Born Alfred Reginald Natzick in Vienna, Austria, Nalder is perhaps best remembered for his roles as an assassin in Alfred Hitchcock's 1956 remake of The Man Who Knew Too Much, the vampire Barlow in the 1979 filmed version of Stephen King's Salem's Lot, and the Andorian ambassador Shras in the Star Trek episode "Journey to Babel." Nalder also appeared (at the request of star Frank Sinatra) in a brief, uncredited role as a communist spymaster in John Frankenheimer's 1962 film The Manchurian Candidate.
Nalder's television work also included episodes of the series 77 Sunset Strip, Surfside Six, Boris Karloff's Thriller, McCloud and I Spy.
His other films include:
- 1962 - The Spiral Road directed by Robert Mulligan.

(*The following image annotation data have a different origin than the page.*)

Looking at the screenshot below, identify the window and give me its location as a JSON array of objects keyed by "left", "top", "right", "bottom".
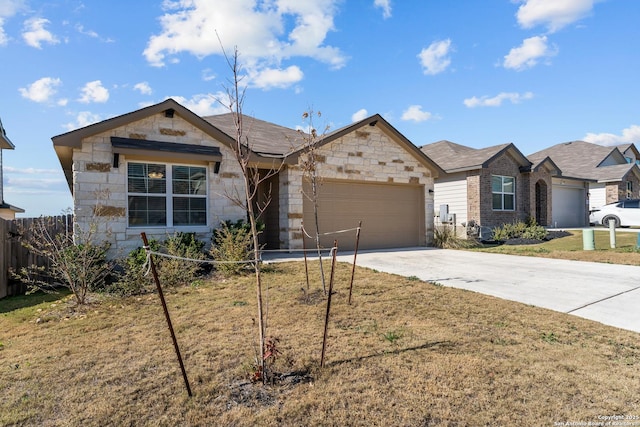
[
  {"left": 491, "top": 175, "right": 516, "bottom": 211},
  {"left": 127, "top": 163, "right": 207, "bottom": 227}
]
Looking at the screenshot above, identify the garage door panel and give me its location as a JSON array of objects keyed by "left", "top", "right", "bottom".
[
  {"left": 303, "top": 180, "right": 424, "bottom": 249},
  {"left": 551, "top": 185, "right": 586, "bottom": 227}
]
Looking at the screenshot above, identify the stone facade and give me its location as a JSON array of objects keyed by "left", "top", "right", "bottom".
[
  {"left": 73, "top": 114, "right": 246, "bottom": 256},
  {"left": 73, "top": 113, "right": 434, "bottom": 257}
]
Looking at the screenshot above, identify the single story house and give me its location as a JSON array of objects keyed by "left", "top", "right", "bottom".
[
  {"left": 421, "top": 141, "right": 560, "bottom": 234},
  {"left": 0, "top": 120, "right": 24, "bottom": 219},
  {"left": 529, "top": 141, "right": 640, "bottom": 227},
  {"left": 52, "top": 99, "right": 442, "bottom": 254}
]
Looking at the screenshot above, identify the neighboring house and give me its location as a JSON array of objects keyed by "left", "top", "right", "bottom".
[
  {"left": 529, "top": 141, "right": 640, "bottom": 227},
  {"left": 52, "top": 99, "right": 441, "bottom": 254},
  {"left": 421, "top": 141, "right": 560, "bottom": 236},
  {"left": 0, "top": 121, "right": 24, "bottom": 219}
]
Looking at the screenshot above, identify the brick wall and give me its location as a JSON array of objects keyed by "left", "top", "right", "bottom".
[
  {"left": 478, "top": 153, "right": 530, "bottom": 227},
  {"left": 606, "top": 172, "right": 640, "bottom": 203}
]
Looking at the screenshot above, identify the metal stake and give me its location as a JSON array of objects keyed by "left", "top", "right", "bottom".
[
  {"left": 320, "top": 240, "right": 338, "bottom": 368},
  {"left": 349, "top": 221, "right": 362, "bottom": 305}
]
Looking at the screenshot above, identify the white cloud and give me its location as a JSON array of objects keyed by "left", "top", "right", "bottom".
[
  {"left": 133, "top": 82, "right": 153, "bottom": 95},
  {"left": 143, "top": 0, "right": 346, "bottom": 88},
  {"left": 516, "top": 0, "right": 596, "bottom": 33},
  {"left": 22, "top": 18, "right": 60, "bottom": 49},
  {"left": 503, "top": 36, "right": 558, "bottom": 71},
  {"left": 76, "top": 24, "right": 100, "bottom": 39},
  {"left": 418, "top": 39, "right": 452, "bottom": 75},
  {"left": 351, "top": 108, "right": 369, "bottom": 122},
  {"left": 202, "top": 68, "right": 216, "bottom": 82},
  {"left": 463, "top": 92, "right": 533, "bottom": 108},
  {"left": 2, "top": 166, "right": 60, "bottom": 175},
  {"left": 171, "top": 92, "right": 229, "bottom": 116},
  {"left": 78, "top": 80, "right": 109, "bottom": 104},
  {"left": 18, "top": 77, "right": 62, "bottom": 102},
  {"left": 0, "top": 0, "right": 25, "bottom": 46},
  {"left": 64, "top": 111, "right": 103, "bottom": 131},
  {"left": 582, "top": 125, "right": 640, "bottom": 145},
  {"left": 373, "top": 0, "right": 391, "bottom": 19},
  {"left": 401, "top": 105, "right": 433, "bottom": 122},
  {"left": 249, "top": 65, "right": 304, "bottom": 89}
]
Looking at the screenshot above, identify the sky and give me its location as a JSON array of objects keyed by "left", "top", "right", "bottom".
[{"left": 0, "top": 0, "right": 640, "bottom": 217}]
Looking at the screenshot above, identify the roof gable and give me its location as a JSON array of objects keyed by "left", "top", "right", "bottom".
[
  {"left": 529, "top": 141, "right": 632, "bottom": 181},
  {"left": 306, "top": 114, "right": 444, "bottom": 177},
  {"left": 203, "top": 113, "right": 305, "bottom": 156}
]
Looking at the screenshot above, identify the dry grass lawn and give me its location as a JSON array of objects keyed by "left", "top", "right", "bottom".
[
  {"left": 0, "top": 259, "right": 640, "bottom": 426},
  {"left": 474, "top": 228, "right": 640, "bottom": 265}
]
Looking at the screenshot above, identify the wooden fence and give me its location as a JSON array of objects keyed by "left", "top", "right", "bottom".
[{"left": 0, "top": 215, "right": 73, "bottom": 298}]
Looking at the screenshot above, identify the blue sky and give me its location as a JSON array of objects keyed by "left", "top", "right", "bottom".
[{"left": 0, "top": 0, "right": 640, "bottom": 216}]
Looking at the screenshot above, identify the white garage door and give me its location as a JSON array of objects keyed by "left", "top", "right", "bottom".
[
  {"left": 551, "top": 185, "right": 587, "bottom": 228},
  {"left": 303, "top": 180, "right": 425, "bottom": 250}
]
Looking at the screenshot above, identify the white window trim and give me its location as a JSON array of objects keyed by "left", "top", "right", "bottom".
[
  {"left": 491, "top": 175, "right": 517, "bottom": 212},
  {"left": 124, "top": 160, "right": 211, "bottom": 232}
]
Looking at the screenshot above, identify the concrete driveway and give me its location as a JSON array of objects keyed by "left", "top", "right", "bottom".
[{"left": 324, "top": 248, "right": 640, "bottom": 332}]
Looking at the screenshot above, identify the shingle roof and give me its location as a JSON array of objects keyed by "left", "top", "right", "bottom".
[
  {"left": 421, "top": 141, "right": 531, "bottom": 173},
  {"left": 527, "top": 141, "right": 634, "bottom": 182},
  {"left": 203, "top": 113, "right": 305, "bottom": 156},
  {"left": 0, "top": 120, "right": 15, "bottom": 150}
]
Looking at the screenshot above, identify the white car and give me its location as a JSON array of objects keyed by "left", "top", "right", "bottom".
[{"left": 589, "top": 199, "right": 640, "bottom": 227}]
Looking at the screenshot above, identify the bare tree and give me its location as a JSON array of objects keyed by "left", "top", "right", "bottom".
[
  {"left": 222, "top": 48, "right": 284, "bottom": 382},
  {"left": 301, "top": 108, "right": 329, "bottom": 294}
]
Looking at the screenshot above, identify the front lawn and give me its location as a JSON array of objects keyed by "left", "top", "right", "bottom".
[
  {"left": 0, "top": 262, "right": 640, "bottom": 426},
  {"left": 473, "top": 229, "right": 640, "bottom": 265}
]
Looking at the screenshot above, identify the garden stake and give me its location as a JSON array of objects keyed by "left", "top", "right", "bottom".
[
  {"left": 140, "top": 232, "right": 192, "bottom": 397},
  {"left": 300, "top": 223, "right": 309, "bottom": 290},
  {"left": 349, "top": 221, "right": 362, "bottom": 305},
  {"left": 320, "top": 240, "right": 338, "bottom": 368}
]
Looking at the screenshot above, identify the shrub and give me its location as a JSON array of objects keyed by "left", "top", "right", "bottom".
[
  {"left": 161, "top": 232, "right": 205, "bottom": 286},
  {"left": 493, "top": 220, "right": 547, "bottom": 242},
  {"left": 106, "top": 232, "right": 205, "bottom": 296},
  {"left": 209, "top": 220, "right": 264, "bottom": 274}
]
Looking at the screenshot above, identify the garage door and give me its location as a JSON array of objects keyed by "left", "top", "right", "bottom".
[
  {"left": 551, "top": 185, "right": 587, "bottom": 227},
  {"left": 303, "top": 180, "right": 425, "bottom": 250}
]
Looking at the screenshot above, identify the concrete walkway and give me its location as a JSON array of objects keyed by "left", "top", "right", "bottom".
[{"left": 264, "top": 248, "right": 640, "bottom": 332}]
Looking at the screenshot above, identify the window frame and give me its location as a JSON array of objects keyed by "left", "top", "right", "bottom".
[
  {"left": 125, "top": 160, "right": 210, "bottom": 230},
  {"left": 491, "top": 175, "right": 517, "bottom": 212}
]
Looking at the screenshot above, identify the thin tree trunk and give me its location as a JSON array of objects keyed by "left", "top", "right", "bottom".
[{"left": 312, "top": 176, "right": 327, "bottom": 295}]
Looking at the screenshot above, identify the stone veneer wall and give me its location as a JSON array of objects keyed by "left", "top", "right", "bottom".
[
  {"left": 73, "top": 113, "right": 246, "bottom": 256},
  {"left": 280, "top": 126, "right": 434, "bottom": 249}
]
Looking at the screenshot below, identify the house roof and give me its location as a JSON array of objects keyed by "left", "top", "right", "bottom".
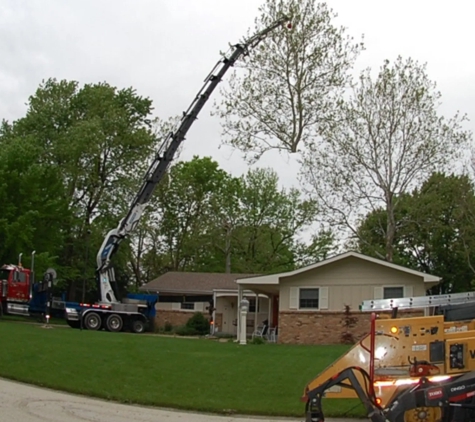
[
  {"left": 236, "top": 251, "right": 441, "bottom": 284},
  {"left": 140, "top": 271, "right": 256, "bottom": 294}
]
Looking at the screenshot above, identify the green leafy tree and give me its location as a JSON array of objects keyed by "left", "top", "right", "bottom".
[
  {"left": 142, "top": 157, "right": 333, "bottom": 279},
  {"left": 0, "top": 126, "right": 70, "bottom": 273},
  {"left": 302, "top": 57, "right": 471, "bottom": 261},
  {"left": 359, "top": 173, "right": 475, "bottom": 291},
  {"left": 215, "top": 0, "right": 362, "bottom": 162},
  {"left": 3, "top": 79, "right": 155, "bottom": 299}
]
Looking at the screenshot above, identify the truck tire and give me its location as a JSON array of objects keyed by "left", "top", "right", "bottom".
[
  {"left": 67, "top": 320, "right": 81, "bottom": 328},
  {"left": 132, "top": 319, "right": 145, "bottom": 334},
  {"left": 83, "top": 312, "right": 102, "bottom": 331},
  {"left": 106, "top": 314, "right": 124, "bottom": 333}
]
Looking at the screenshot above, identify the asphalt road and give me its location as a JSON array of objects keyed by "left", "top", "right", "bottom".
[{"left": 0, "top": 379, "right": 361, "bottom": 422}]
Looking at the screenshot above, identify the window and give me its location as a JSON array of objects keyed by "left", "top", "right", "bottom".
[
  {"left": 299, "top": 289, "right": 319, "bottom": 309},
  {"left": 383, "top": 286, "right": 404, "bottom": 299}
]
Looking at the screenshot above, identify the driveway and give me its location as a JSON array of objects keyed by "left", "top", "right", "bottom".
[{"left": 0, "top": 379, "right": 361, "bottom": 422}]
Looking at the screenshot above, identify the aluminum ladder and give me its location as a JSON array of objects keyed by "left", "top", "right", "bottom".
[{"left": 360, "top": 292, "right": 475, "bottom": 311}]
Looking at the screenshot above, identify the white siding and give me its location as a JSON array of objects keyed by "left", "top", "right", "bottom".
[
  {"left": 373, "top": 286, "right": 384, "bottom": 299},
  {"left": 289, "top": 287, "right": 299, "bottom": 309},
  {"left": 318, "top": 286, "right": 328, "bottom": 309}
]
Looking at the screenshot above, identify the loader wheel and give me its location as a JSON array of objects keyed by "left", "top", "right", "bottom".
[
  {"left": 84, "top": 312, "right": 102, "bottom": 331},
  {"left": 404, "top": 407, "right": 442, "bottom": 422},
  {"left": 106, "top": 314, "right": 124, "bottom": 333},
  {"left": 132, "top": 319, "right": 145, "bottom": 334}
]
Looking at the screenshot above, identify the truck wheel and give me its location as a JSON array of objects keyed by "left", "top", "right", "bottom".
[
  {"left": 132, "top": 319, "right": 145, "bottom": 334},
  {"left": 106, "top": 314, "right": 124, "bottom": 333},
  {"left": 84, "top": 312, "right": 102, "bottom": 331},
  {"left": 67, "top": 320, "right": 81, "bottom": 328}
]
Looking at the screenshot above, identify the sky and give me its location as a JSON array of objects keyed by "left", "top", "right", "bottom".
[{"left": 0, "top": 0, "right": 475, "bottom": 187}]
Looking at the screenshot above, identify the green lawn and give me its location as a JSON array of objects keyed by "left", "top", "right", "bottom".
[{"left": 0, "top": 321, "right": 363, "bottom": 417}]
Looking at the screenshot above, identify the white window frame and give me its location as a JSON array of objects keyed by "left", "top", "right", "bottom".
[
  {"left": 289, "top": 286, "right": 329, "bottom": 312},
  {"left": 383, "top": 284, "right": 406, "bottom": 299},
  {"left": 298, "top": 286, "right": 321, "bottom": 311},
  {"left": 373, "top": 284, "right": 414, "bottom": 300},
  {"left": 180, "top": 302, "right": 196, "bottom": 312}
]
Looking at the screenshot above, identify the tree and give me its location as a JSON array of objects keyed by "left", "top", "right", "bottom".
[
  {"left": 215, "top": 0, "right": 362, "bottom": 162},
  {"left": 358, "top": 173, "right": 475, "bottom": 291},
  {"left": 303, "top": 57, "right": 470, "bottom": 261},
  {"left": 4, "top": 79, "right": 155, "bottom": 298},
  {"left": 135, "top": 157, "right": 333, "bottom": 281},
  {"left": 0, "top": 127, "right": 70, "bottom": 274},
  {"left": 225, "top": 169, "right": 324, "bottom": 273},
  {"left": 150, "top": 157, "right": 229, "bottom": 271}
]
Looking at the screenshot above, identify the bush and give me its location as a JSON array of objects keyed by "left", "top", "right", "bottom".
[
  {"left": 175, "top": 325, "right": 198, "bottom": 336},
  {"left": 248, "top": 337, "right": 266, "bottom": 344},
  {"left": 186, "top": 312, "right": 209, "bottom": 335}
]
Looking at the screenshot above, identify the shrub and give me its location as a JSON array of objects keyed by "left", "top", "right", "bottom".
[
  {"left": 186, "top": 312, "right": 209, "bottom": 335},
  {"left": 175, "top": 325, "right": 198, "bottom": 336},
  {"left": 248, "top": 337, "right": 266, "bottom": 344}
]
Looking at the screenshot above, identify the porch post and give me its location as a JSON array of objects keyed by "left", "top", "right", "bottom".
[
  {"left": 267, "top": 294, "right": 274, "bottom": 328},
  {"left": 254, "top": 293, "right": 259, "bottom": 331},
  {"left": 236, "top": 284, "right": 242, "bottom": 341},
  {"left": 211, "top": 290, "right": 218, "bottom": 336}
]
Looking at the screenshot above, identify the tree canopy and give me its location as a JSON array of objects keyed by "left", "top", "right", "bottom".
[
  {"left": 358, "top": 173, "right": 475, "bottom": 292},
  {"left": 215, "top": 0, "right": 362, "bottom": 162}
]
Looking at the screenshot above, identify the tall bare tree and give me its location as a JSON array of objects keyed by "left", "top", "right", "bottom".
[
  {"left": 302, "top": 57, "right": 471, "bottom": 261},
  {"left": 215, "top": 0, "right": 362, "bottom": 162}
]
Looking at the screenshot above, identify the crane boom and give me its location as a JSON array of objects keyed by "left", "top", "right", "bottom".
[{"left": 96, "top": 16, "right": 290, "bottom": 303}]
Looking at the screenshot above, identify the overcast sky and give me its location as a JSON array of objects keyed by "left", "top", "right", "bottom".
[{"left": 0, "top": 0, "right": 475, "bottom": 186}]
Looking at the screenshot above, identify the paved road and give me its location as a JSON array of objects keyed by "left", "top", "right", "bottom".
[{"left": 0, "top": 379, "right": 361, "bottom": 422}]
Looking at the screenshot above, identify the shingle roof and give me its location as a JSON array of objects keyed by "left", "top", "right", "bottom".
[
  {"left": 237, "top": 251, "right": 442, "bottom": 284},
  {"left": 140, "top": 271, "right": 257, "bottom": 293}
]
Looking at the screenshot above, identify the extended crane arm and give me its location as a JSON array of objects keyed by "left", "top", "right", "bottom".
[{"left": 96, "top": 16, "right": 290, "bottom": 303}]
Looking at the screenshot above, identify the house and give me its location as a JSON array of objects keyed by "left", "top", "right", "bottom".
[
  {"left": 236, "top": 252, "right": 441, "bottom": 344},
  {"left": 140, "top": 271, "right": 262, "bottom": 335}
]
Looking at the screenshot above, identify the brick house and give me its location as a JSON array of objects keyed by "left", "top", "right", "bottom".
[
  {"left": 236, "top": 252, "right": 441, "bottom": 344},
  {"left": 140, "top": 271, "right": 260, "bottom": 335}
]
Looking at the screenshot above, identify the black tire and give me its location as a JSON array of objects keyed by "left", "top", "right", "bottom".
[
  {"left": 83, "top": 312, "right": 102, "bottom": 331},
  {"left": 106, "top": 314, "right": 124, "bottom": 333},
  {"left": 132, "top": 319, "right": 145, "bottom": 334},
  {"left": 67, "top": 320, "right": 81, "bottom": 328}
]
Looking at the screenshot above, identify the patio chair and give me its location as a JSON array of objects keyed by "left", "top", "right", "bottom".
[{"left": 252, "top": 324, "right": 269, "bottom": 339}]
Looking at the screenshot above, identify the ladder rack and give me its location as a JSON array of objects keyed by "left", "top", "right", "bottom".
[{"left": 360, "top": 292, "right": 475, "bottom": 311}]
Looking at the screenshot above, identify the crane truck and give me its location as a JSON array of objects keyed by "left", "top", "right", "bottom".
[
  {"left": 66, "top": 16, "right": 291, "bottom": 333},
  {"left": 0, "top": 251, "right": 69, "bottom": 318},
  {"left": 302, "top": 292, "right": 475, "bottom": 422}
]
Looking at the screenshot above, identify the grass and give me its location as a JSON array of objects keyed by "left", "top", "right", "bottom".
[{"left": 0, "top": 321, "right": 363, "bottom": 417}]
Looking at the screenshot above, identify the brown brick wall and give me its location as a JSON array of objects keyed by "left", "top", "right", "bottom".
[
  {"left": 155, "top": 309, "right": 194, "bottom": 328},
  {"left": 278, "top": 311, "right": 423, "bottom": 344}
]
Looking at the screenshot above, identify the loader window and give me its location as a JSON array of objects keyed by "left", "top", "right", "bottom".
[
  {"left": 299, "top": 289, "right": 319, "bottom": 309},
  {"left": 383, "top": 286, "right": 404, "bottom": 299}
]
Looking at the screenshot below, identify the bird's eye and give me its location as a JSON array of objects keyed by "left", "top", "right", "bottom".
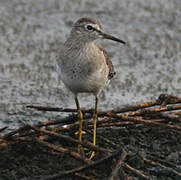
[{"left": 85, "top": 25, "right": 93, "bottom": 31}]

- 1962 - Convicts 4 with Ben Gazzara, directed by Millard Kaufman
- 1969 - The Bird with the Crystal Plumage directed by Dario Argento
- 1970 - Mark of the Devil directed by Adrian Hoven
- 1972 - Mark of the Devil Part II directed by Adrian Hoven
- 1976 - Casanova directed by Federico Fellini
- 1978 - Zoltan, Hound of Dracula
In 1979 Nalder appeared as the lead vampire Kurt Barlow in the tv adaptation of the Stephen King novel Salem's Lot. The version of Kurt Barlow in the tv adaptation of the story resembled the original Nosferatu, in being physically gruesome, bald, sporting talons and gnarled fangs.
Nalder was also credited as "Detlef von Berg" in the X rated films Dracula Sucks (1979) and Blue Ice (1985). He died of bone cancer in Santa Monica, California.